Director: Simon Beaufoy and Bille Eltringham.
Producer: Mark Blaney.
Script: Simon Beaufoy.
Cinematography: Mary Farbrother.
Editing: Ewa J. Lind.
Production Design: Chris Townsend.
Art Direction: Jason Carlin.
Costume Design: Ffion Elinor.
Makeup Department: Tara Smith.
Sound Department: Paul Hamblin, Danny Hambrook and Kipling Walker.
Original Music: Adrian Johnston.

The Cast

Stephen Dillane - Tom
Kerry Fox - Sue
Keri Arnold - Catherine
Kavita Sungha - Uma
Jason Walton - Matthew
Nisha K. Nayar - Nisha
Nicholas Hope - Father Mark

Plot Synopsis

Heart-rending sub-Loachian family drama from The Full Monty writer Simon Beaufoy. The industrious plot manages to incorporate racism, the crisis over foot-and-mouth disease, a child dying of leukaemia and a ghostly sighting on a Ministry of Defence firing range that symbolises different things for three separate characters. Kerry Fox, Stephen Dillane, Keri Arnold and Kavita Sungha lead the terrific cast in an intriguing blend of depressing kitchen-sink grit and cautiously hopeful magic realism.

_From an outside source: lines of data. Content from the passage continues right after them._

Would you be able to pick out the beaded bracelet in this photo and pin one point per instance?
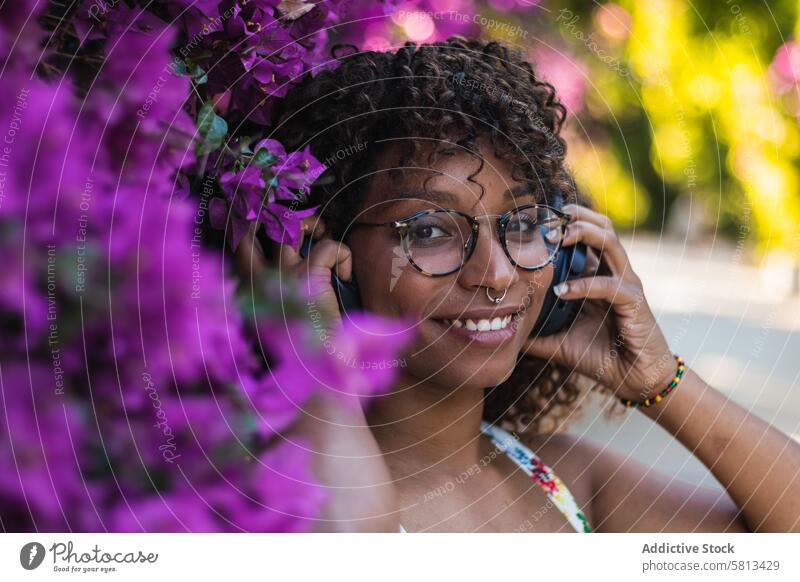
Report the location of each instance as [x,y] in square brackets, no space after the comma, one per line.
[661,395]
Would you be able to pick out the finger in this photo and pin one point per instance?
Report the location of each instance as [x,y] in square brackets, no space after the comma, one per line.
[605,241]
[288,257]
[332,255]
[611,289]
[578,212]
[592,263]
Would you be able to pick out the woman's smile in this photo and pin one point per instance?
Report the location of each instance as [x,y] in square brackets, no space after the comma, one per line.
[482,328]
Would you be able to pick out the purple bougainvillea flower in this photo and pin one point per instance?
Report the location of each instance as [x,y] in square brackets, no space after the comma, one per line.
[40,447]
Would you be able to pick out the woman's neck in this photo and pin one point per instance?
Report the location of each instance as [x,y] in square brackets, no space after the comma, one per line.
[421,425]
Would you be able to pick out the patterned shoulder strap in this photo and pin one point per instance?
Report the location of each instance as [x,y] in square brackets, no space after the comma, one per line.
[541,474]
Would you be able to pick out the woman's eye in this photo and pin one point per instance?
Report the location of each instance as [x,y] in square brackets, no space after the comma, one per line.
[521,225]
[427,232]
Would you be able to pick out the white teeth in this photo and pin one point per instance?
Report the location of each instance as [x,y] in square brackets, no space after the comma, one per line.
[482,324]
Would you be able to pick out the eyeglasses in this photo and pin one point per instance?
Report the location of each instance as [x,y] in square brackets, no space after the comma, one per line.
[439,242]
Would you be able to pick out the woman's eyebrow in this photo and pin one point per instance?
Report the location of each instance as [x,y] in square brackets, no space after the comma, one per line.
[435,196]
[519,190]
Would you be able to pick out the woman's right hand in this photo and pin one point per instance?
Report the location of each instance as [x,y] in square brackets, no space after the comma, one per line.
[346,459]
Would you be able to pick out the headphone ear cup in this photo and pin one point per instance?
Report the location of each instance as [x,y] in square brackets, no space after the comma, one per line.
[543,325]
[558,313]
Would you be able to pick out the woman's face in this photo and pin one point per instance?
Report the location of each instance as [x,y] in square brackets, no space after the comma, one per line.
[445,353]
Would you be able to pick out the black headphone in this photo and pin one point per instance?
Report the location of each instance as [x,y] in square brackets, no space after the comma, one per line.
[557,314]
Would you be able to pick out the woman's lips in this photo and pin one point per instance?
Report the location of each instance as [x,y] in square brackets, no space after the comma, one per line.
[491,338]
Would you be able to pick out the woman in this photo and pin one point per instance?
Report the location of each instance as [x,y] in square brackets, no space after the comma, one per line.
[442,159]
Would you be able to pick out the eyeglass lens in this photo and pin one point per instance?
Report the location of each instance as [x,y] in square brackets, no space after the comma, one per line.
[440,242]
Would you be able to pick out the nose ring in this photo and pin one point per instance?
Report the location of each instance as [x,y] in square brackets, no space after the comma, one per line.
[496,300]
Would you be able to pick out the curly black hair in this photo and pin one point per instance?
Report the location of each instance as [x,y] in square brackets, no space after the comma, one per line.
[455,91]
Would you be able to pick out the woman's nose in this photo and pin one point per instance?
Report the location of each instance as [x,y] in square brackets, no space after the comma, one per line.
[488,266]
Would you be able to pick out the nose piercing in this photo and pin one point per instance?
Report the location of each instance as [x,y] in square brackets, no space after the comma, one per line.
[496,300]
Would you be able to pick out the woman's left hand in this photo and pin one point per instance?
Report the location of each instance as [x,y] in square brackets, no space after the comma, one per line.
[615,339]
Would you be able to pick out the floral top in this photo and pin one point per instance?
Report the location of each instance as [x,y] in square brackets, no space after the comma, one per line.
[540,473]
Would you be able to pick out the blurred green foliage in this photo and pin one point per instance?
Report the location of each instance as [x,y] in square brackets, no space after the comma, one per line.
[681,112]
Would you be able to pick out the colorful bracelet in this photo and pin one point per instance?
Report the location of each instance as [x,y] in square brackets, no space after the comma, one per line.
[663,394]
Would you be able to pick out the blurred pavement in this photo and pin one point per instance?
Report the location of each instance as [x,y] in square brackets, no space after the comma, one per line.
[737,324]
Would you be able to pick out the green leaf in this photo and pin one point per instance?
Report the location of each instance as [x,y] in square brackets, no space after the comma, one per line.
[263,158]
[212,128]
[199,75]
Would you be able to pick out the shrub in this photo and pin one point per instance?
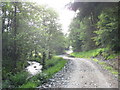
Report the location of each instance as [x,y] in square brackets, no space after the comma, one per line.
[19,78]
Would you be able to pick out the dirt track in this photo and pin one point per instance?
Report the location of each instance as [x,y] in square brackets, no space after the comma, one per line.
[82,73]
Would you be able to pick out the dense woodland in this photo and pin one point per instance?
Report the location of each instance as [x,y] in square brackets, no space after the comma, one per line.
[95,26]
[33,32]
[29,32]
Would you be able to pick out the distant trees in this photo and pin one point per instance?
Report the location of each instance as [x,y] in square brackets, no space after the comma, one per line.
[95,25]
[29,31]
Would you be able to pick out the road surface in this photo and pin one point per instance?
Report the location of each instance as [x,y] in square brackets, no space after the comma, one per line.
[82,73]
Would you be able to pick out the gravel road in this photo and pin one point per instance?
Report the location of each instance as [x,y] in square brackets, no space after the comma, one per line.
[82,73]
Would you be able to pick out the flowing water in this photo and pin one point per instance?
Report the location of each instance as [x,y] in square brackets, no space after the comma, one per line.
[34,67]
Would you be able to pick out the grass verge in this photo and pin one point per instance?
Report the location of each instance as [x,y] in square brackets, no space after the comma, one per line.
[96,52]
[21,80]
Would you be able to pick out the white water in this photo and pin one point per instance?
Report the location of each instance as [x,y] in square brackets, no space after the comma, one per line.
[34,67]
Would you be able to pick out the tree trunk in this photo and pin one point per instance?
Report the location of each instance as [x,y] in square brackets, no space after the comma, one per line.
[43,60]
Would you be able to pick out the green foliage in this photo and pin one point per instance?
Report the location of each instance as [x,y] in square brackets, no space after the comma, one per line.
[19,78]
[24,80]
[107,33]
[16,80]
[57,67]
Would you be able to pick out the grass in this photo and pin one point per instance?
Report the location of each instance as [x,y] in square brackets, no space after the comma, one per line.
[96,52]
[21,80]
[52,66]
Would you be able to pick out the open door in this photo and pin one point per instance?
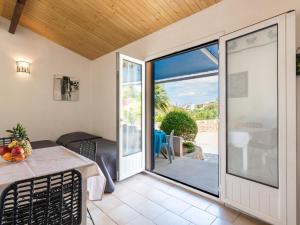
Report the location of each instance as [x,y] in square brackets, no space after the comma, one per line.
[257,105]
[130,116]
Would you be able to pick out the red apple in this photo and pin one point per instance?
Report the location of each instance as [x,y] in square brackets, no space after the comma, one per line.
[4,150]
[17,151]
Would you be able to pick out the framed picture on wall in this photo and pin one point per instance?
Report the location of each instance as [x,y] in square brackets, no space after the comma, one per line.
[66,88]
[298,64]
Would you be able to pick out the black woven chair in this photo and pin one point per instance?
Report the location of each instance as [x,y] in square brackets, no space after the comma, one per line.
[5,141]
[49,200]
[88,149]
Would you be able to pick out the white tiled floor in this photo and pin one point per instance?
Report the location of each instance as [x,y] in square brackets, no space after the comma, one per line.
[145,200]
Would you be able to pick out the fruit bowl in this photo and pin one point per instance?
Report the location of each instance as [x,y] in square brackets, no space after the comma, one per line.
[16,154]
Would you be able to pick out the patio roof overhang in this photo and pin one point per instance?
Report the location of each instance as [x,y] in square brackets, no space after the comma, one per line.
[198,62]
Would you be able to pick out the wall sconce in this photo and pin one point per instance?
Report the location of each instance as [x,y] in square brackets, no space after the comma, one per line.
[23,67]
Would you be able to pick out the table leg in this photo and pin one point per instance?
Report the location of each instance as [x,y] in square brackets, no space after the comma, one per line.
[245,158]
[84,200]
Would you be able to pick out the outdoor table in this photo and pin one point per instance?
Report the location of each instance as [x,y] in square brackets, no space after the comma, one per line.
[159,139]
[51,160]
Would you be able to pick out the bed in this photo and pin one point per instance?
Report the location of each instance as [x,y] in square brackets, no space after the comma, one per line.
[106,156]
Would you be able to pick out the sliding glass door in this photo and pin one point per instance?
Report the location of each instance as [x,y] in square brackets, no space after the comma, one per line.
[253,120]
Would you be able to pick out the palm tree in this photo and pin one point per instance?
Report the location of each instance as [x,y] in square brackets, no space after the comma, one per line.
[161,100]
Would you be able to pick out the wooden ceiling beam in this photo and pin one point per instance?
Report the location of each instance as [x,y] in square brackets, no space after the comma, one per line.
[16,16]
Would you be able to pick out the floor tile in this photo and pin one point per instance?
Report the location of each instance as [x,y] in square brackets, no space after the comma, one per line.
[219,221]
[141,220]
[175,205]
[150,209]
[197,201]
[246,220]
[177,192]
[156,196]
[198,216]
[121,190]
[100,218]
[108,203]
[141,188]
[123,214]
[223,212]
[133,199]
[169,218]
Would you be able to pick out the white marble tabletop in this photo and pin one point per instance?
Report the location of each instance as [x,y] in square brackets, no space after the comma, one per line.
[51,160]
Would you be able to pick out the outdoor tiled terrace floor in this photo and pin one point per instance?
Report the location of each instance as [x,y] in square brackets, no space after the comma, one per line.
[145,200]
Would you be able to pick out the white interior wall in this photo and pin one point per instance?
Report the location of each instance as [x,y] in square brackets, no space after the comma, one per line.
[29,100]
[224,17]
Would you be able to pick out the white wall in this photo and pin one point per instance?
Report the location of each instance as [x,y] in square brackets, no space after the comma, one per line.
[29,100]
[225,17]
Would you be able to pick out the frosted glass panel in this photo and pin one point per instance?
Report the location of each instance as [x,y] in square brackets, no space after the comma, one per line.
[252,149]
[131,109]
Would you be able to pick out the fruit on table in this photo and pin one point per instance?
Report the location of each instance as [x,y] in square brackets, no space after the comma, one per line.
[4,150]
[12,144]
[25,144]
[19,134]
[18,158]
[17,151]
[7,156]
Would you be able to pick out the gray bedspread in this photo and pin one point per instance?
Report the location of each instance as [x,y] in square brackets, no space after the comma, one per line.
[106,156]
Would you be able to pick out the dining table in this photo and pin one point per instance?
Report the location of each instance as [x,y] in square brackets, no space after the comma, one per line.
[46,161]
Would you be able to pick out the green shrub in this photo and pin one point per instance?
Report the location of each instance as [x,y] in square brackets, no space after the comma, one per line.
[182,124]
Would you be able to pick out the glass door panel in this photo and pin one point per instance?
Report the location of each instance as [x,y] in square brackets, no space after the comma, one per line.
[131,116]
[252,109]
[131,113]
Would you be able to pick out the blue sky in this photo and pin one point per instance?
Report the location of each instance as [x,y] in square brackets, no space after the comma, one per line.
[194,91]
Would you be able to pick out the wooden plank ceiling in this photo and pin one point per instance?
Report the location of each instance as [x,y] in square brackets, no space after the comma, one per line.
[93,28]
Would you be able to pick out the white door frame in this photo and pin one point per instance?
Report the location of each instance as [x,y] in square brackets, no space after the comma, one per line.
[135,163]
[287,128]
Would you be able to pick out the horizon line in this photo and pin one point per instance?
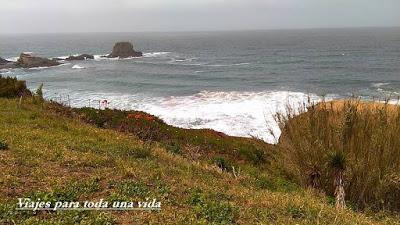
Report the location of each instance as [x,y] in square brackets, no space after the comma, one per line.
[201,31]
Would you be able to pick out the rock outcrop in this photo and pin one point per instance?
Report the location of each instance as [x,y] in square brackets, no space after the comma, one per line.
[5,64]
[3,61]
[124,50]
[80,57]
[30,61]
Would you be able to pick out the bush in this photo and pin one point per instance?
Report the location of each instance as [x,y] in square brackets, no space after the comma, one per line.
[214,211]
[223,163]
[3,145]
[11,87]
[359,139]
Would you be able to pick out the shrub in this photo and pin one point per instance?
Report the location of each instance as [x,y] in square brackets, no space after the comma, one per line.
[213,211]
[357,141]
[11,87]
[223,163]
[3,145]
[132,188]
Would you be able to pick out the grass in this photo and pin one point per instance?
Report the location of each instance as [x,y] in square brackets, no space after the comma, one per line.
[361,139]
[50,156]
[51,152]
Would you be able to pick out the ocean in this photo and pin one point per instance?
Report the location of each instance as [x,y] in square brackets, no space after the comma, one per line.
[233,82]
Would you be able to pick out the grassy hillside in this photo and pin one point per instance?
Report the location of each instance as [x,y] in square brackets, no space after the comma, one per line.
[53,157]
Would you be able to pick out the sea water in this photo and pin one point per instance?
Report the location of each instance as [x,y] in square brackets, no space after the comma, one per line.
[233,82]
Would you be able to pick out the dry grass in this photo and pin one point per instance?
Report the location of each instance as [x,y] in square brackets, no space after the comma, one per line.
[366,134]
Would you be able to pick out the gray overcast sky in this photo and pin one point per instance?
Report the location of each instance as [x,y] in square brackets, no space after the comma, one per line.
[37,16]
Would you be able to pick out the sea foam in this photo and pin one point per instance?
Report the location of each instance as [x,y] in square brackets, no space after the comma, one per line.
[244,114]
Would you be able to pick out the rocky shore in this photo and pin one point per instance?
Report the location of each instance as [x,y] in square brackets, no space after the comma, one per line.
[28,60]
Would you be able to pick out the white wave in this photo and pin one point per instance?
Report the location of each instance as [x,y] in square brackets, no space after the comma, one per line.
[242,114]
[39,68]
[78,67]
[378,85]
[4,71]
[155,54]
[228,65]
[184,59]
[13,59]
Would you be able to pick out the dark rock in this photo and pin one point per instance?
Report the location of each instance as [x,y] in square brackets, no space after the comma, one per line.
[5,64]
[80,57]
[124,50]
[3,61]
[10,65]
[29,61]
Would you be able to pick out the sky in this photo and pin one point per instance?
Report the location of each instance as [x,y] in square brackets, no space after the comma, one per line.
[53,16]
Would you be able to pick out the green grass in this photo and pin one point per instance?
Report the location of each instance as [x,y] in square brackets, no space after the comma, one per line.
[59,157]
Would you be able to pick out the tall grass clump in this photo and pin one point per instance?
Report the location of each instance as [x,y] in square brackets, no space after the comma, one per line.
[348,149]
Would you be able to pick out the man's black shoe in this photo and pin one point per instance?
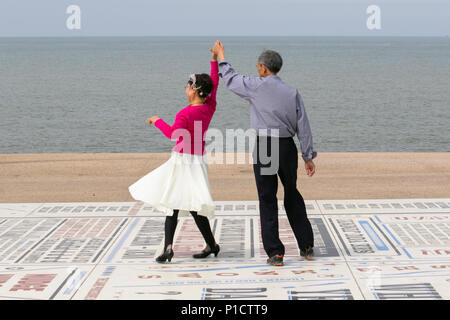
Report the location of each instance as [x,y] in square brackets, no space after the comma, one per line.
[276,260]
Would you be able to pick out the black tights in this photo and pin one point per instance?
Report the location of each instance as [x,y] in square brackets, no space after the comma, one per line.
[202,223]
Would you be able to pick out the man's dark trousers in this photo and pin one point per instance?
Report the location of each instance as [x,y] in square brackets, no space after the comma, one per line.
[267,186]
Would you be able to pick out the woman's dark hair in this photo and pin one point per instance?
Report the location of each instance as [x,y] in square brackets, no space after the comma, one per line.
[204,83]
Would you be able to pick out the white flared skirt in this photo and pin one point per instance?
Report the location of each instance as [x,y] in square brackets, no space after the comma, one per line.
[180,183]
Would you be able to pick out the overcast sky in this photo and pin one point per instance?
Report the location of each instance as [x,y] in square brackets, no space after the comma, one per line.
[222,18]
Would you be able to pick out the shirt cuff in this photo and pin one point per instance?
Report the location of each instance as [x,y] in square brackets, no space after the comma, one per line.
[156,122]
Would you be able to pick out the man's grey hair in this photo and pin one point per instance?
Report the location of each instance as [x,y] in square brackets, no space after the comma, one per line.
[271,59]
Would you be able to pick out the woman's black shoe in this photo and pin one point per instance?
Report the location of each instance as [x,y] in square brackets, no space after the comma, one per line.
[205,254]
[167,255]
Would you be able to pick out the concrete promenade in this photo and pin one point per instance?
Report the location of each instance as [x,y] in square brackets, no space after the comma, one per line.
[69,230]
[106,177]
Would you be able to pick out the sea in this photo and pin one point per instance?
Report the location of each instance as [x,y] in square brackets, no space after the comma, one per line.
[93,94]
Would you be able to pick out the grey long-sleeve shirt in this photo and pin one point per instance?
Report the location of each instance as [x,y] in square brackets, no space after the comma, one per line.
[273,105]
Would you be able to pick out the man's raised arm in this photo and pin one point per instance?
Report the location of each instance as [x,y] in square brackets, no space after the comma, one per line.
[241,85]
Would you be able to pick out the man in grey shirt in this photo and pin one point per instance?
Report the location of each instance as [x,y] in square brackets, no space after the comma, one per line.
[275,105]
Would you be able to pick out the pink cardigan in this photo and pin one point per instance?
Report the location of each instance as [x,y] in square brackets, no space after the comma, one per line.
[190,118]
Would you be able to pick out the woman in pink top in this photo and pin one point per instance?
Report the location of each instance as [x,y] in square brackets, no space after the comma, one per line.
[181,186]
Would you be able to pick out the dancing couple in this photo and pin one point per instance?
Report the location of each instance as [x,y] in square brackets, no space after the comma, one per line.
[180,186]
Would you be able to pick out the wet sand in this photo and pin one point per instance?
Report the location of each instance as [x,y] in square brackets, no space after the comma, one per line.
[106,177]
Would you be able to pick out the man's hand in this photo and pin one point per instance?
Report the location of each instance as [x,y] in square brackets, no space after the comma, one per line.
[152,120]
[219,50]
[310,168]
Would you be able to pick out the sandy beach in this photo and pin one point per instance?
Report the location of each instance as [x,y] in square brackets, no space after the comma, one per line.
[106,177]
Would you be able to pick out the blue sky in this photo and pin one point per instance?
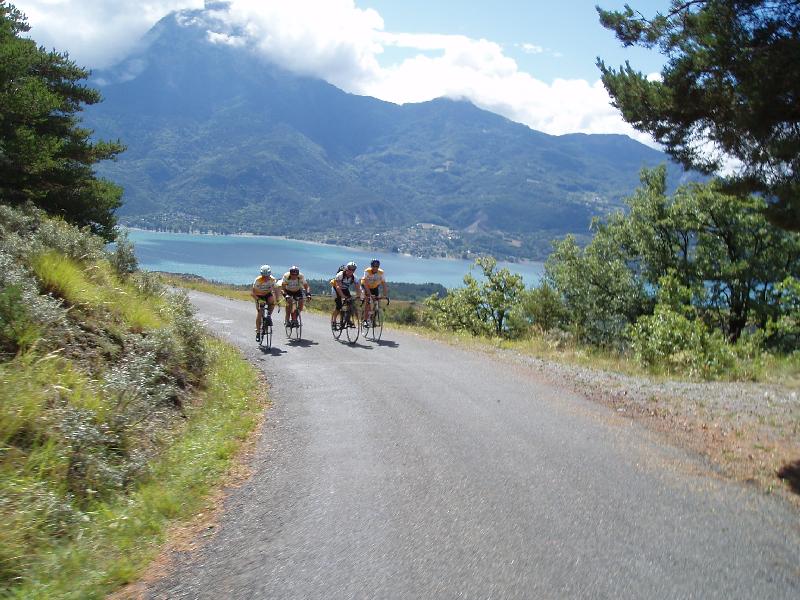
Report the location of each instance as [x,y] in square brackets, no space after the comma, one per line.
[563,38]
[532,62]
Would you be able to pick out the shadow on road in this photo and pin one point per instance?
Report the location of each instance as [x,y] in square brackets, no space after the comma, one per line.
[301,343]
[386,344]
[790,472]
[272,351]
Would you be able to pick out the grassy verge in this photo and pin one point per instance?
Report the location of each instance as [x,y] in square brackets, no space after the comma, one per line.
[112,541]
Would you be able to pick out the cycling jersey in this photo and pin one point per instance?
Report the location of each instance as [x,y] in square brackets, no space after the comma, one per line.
[293,285]
[264,286]
[344,280]
[372,280]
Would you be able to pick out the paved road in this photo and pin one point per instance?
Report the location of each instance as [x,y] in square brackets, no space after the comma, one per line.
[411,469]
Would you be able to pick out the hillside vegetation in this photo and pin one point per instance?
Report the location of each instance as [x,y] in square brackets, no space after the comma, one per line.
[697,284]
[116,412]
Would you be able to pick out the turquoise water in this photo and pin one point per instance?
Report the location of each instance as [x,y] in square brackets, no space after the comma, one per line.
[236,259]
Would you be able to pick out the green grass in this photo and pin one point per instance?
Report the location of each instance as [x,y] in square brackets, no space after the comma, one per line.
[88,553]
[96,288]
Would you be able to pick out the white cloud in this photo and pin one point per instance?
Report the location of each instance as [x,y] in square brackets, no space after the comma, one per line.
[96,33]
[341,43]
[531,48]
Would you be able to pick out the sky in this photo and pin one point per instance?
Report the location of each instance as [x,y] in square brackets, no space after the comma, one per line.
[528,60]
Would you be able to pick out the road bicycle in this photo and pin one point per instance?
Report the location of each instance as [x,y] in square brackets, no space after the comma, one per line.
[293,324]
[348,321]
[373,327]
[265,335]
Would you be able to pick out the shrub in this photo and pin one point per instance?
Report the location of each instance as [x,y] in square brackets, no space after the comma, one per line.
[17,328]
[668,340]
[122,257]
[405,315]
[538,308]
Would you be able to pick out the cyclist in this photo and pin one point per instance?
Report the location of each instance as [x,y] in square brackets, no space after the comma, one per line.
[371,283]
[341,289]
[264,288]
[293,285]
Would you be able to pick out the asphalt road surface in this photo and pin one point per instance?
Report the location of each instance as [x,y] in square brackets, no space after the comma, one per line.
[412,469]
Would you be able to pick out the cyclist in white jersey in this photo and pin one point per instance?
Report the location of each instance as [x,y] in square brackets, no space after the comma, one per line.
[371,283]
[293,285]
[341,285]
[264,290]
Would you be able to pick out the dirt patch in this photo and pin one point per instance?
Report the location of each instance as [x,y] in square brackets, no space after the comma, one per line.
[748,431]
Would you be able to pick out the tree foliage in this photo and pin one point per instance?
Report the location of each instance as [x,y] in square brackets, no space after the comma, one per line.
[45,156]
[730,88]
[480,307]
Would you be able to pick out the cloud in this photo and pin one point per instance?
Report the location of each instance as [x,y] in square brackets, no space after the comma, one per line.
[96,33]
[531,48]
[341,43]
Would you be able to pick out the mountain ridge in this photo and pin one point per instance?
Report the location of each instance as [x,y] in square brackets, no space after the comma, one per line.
[219,139]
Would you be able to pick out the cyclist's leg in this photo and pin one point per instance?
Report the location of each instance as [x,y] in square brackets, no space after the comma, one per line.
[337,307]
[270,307]
[259,310]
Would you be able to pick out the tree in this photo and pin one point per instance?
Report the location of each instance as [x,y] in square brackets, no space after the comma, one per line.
[480,307]
[730,89]
[45,156]
[718,246]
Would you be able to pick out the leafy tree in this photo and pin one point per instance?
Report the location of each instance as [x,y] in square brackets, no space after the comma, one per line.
[601,293]
[480,308]
[730,88]
[718,247]
[45,156]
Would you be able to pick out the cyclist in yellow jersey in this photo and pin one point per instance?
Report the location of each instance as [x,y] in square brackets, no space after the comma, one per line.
[293,285]
[264,290]
[371,283]
[341,288]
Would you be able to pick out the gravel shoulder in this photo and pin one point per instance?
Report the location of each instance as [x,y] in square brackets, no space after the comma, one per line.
[749,432]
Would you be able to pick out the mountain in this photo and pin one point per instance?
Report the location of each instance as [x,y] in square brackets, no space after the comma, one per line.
[219,139]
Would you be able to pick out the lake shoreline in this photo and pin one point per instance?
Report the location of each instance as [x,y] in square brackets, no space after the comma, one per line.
[363,249]
[235,258]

In the windswept farmlands of the bleak Yorkshire Dales, Catherine (Keri Arnold) is a fearless ten-year-old who thinks nothing of skipping school to play on the wild moors near her family farm. Her parents hardly notice as they are too preoccupied by her younger brother Matthew's (Jason Walton) terminal leukaemia. To add insult to their already injured lives, their entire livestock is struck by an outbreak of foot and mouth disease.

As Matthew's condition starts to deteriorate, Catherine makes friends with Indian neighbour Uma (Kavita Sungha), a new girl in the valley trying to adjust to the unfamiliar and occasionally hostile environment. While playing truant on the moor one day the two girls have a vision of the Virgin Mary that convinces Catherine that she is the key to saving Matthew's life. To her anxious parents, Tom (Stephen Dillane) and Sue (Kerry Fox), Catherine's insistence appears to be just the petulance of a neglected child and they become angry that Catherine is giving Matthew false hope. But as a change of events unfolds which gives credibility to her story, Matthew, their mother and the whole village begin to believe in the strength of this lonely girl's conviction.